Let’s try a little thought experiment: See if you can forget about the last month of Temple football history. See if you can let the new man in charge, Rod Carey, head coach of Northern Illinois University, take over as if the Owls had picked him in December.

It’s hard, admittedly. The Last Guy, Coach “Bloom Where You’re Planted,” Mr. “I’m Here Until I Get My Dream Job,” Mr. 18 Days, made an impression. Forget him, though. (Except he planted long enough to poach Temple’s strength coach — you should remember that.)

My opinion on the new guy? It’s all right not to have an opinion. If you wanted a current head coach, you got one. If you wanted a head coach who knows how to win a league title, you absolutely got one. If you wanted a coach with regional ties, you didn’t get your guy. If you wanted someone with ties to Temple, nope, not your guy. Just understand, whatever your opinion, you could turn out to be off.

Carey is a Midwesterner who did all his stations of the cross in the Midwest. He played center at Indiana, which happens to be the same football program that produced Temple athletic director Pat Kraft some years later. But this can’t be a buddy thing or Carey would have been here before. This is a “we need a solid guy who knows what he’s doing” hire.

In six seasons in charge at Northern Illinois, Carey won two Mid-American titles, four division titles. He lost all his bowl games, but bowl games are weird, the playing field not always even. We’re not putting too much into that.

We do think that if you can consistently win in DeKalb, Illinois, the challenges of Temple might not faze you. The MAC is legit football. Ask Temple, since Buffalo got past Temple last season but couldn’t get past Northern Illinois in the league title game.

So this is the right guy? Again, we have no idea. Carey will have time to prove himself. We had no idea if Matt Rhule was the right guy. He was, and then some. Geoff Collins was fine while he was here — he actually grew on me — but two years weren’t long enough, since that growth was required.

Rod Carey, new head coach of Temple Football, speaks during a press conference at the Liacouras Center in Philadelphia on Friday, Jan. 11, 2019. Carey was formerly the head coach at Northern Illinois University.
HEATHER KHALIFA / Staff Photographer
Rod Carey, new head coach of Temple Football, speaks during a press conference at the Liacouras Center in Philadelphia on Friday, Jan. 11, 2019. Carey was formerly the head coach at Northern Illinois University.

There’s no sizzle here?
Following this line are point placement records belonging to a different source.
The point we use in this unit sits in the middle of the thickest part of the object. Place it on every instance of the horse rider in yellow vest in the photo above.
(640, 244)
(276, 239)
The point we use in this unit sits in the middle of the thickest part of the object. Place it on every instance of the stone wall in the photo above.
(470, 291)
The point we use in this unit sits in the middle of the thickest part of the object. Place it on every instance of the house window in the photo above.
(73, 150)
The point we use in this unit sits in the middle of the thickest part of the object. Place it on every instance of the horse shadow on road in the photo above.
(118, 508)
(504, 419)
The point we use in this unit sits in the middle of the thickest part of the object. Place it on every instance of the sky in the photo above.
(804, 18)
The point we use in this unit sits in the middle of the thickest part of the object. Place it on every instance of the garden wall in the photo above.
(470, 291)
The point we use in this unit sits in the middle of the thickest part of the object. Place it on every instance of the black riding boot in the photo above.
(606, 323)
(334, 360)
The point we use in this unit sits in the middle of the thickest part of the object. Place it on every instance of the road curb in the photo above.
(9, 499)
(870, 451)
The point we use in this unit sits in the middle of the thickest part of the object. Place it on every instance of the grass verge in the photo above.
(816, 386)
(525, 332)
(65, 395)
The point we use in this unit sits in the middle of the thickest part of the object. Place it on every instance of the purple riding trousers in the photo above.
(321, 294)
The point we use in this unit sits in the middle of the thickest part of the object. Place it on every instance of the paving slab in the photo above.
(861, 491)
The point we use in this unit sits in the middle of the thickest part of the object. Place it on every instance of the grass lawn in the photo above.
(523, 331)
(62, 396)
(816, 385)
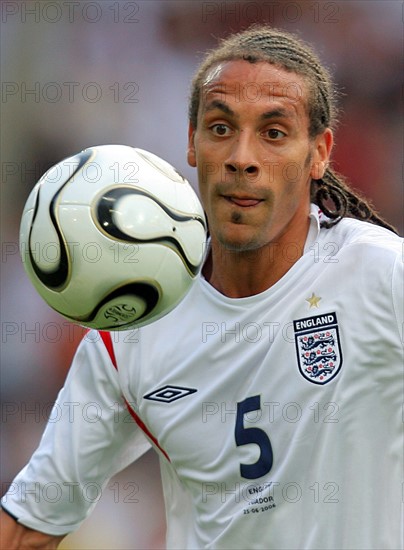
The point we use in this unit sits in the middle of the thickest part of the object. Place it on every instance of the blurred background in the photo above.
(76, 74)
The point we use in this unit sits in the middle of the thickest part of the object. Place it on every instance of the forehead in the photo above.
(240, 80)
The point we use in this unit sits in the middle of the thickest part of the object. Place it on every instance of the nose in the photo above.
(242, 157)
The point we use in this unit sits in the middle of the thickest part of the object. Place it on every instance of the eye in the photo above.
(274, 133)
(220, 129)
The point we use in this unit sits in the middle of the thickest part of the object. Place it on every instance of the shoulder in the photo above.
(357, 237)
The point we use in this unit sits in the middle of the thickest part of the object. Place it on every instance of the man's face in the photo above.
(253, 154)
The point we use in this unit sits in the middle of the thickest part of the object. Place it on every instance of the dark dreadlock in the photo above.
(263, 43)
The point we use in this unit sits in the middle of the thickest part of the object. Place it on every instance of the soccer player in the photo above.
(273, 393)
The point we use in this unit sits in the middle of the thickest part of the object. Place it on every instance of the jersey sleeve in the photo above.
(398, 293)
(89, 437)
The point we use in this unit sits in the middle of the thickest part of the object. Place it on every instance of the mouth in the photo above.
(243, 202)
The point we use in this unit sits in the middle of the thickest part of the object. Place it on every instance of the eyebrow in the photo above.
(268, 115)
(217, 104)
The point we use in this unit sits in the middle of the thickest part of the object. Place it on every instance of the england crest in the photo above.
(318, 347)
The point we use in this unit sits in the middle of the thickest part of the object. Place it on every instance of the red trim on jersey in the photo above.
(106, 338)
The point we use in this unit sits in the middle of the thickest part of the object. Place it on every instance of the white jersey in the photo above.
(278, 417)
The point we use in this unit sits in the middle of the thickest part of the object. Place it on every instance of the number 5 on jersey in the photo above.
(245, 436)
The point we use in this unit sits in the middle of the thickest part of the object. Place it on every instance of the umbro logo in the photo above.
(168, 394)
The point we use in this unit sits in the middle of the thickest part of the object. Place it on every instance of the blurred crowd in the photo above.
(81, 74)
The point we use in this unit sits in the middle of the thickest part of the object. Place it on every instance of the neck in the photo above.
(238, 274)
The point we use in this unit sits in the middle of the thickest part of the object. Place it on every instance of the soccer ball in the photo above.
(113, 237)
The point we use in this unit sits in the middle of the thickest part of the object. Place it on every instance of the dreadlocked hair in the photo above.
(261, 43)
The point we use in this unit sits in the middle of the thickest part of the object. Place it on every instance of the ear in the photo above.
(322, 150)
(191, 155)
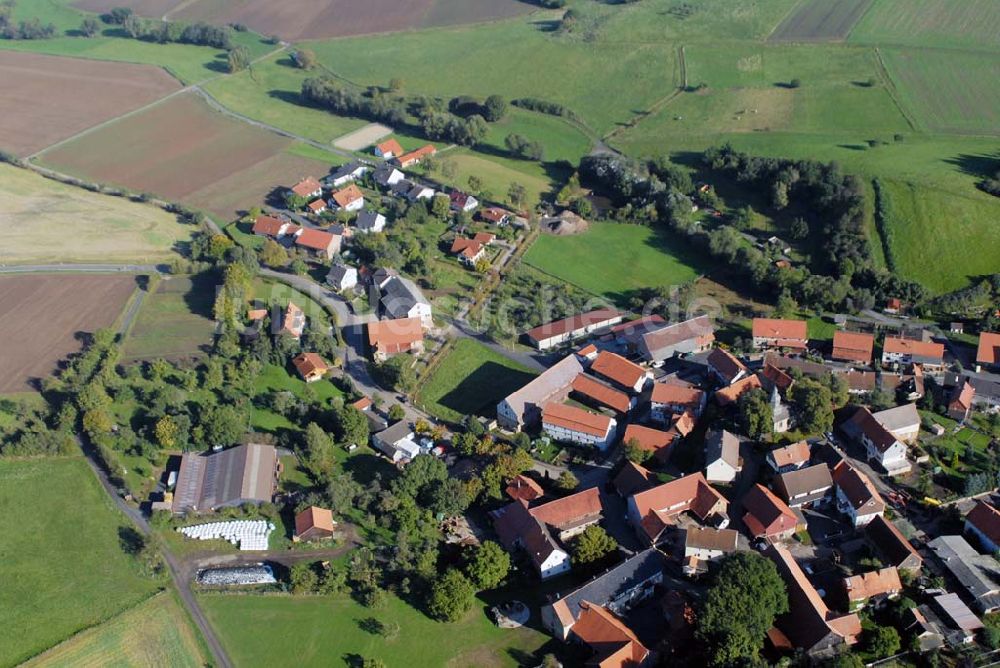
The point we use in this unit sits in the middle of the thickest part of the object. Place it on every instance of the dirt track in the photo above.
(44, 315)
(48, 98)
Fine. A guy such as John Beilein wasn’t sizzle as he moved up the basketball ladder. As it turned out, he is more than filet mignon. Vegetarians love him, too. Let’s wait and see.

Talking after his Temple introduction, Carey said he had a good conversation with Rhule about this job. Rhule’s advice for working in Philadelphia? Be yourself. No problem, Carey said Friday inside the Liacouras Center. He wouldn’t know how to be anyone else.

He comes off ... like a football coach.

"The people who are tough don’t talk about it,'' Carey said. “They just do it.”

Also: “You know what’s really fun, hitting other people hard and winning. That’s what’s really fun.”

If a condition of Carey’s taking the job was that he had to keep a number of Temple staffers, then he’s lucky to have them if they’re staying. You might have read that Rhule wasn’t interested in becoming the new Jets coach because he wasn’t going to have the final say on his staff. If that was the case, Rhule was right to walk away in recent days, even if the NFL is his ultimate destination.

This is different. If you don’t want Fran Brown, Ed Foley, Adam DiMichele and Gabe Infante on your staff, that would be a disqualifier to me, indicating that you’re too much of a control freak to realize these guys will get you players and know a thing or two about how to coach them. It sounds as if Carey easily passes that test. Whether they all stay might be up to them, but expect some or all to be around. Also, expect some Northern Illinois assistants to be here, too.

What Carey owes Temple’s players is considerable. He’ll be the fourth man to stand in front of Owls players in charge of them in less than two months, after Collins and Foley as interim coach and the other guy. Carey will have to win over those players, and you can’t blame them if they’re a little more wary to automatically buy in. It won’t happen because of what he tells them in his first meeting. He’ll need some time to establish that trust, time to get you to believe the last month never happened.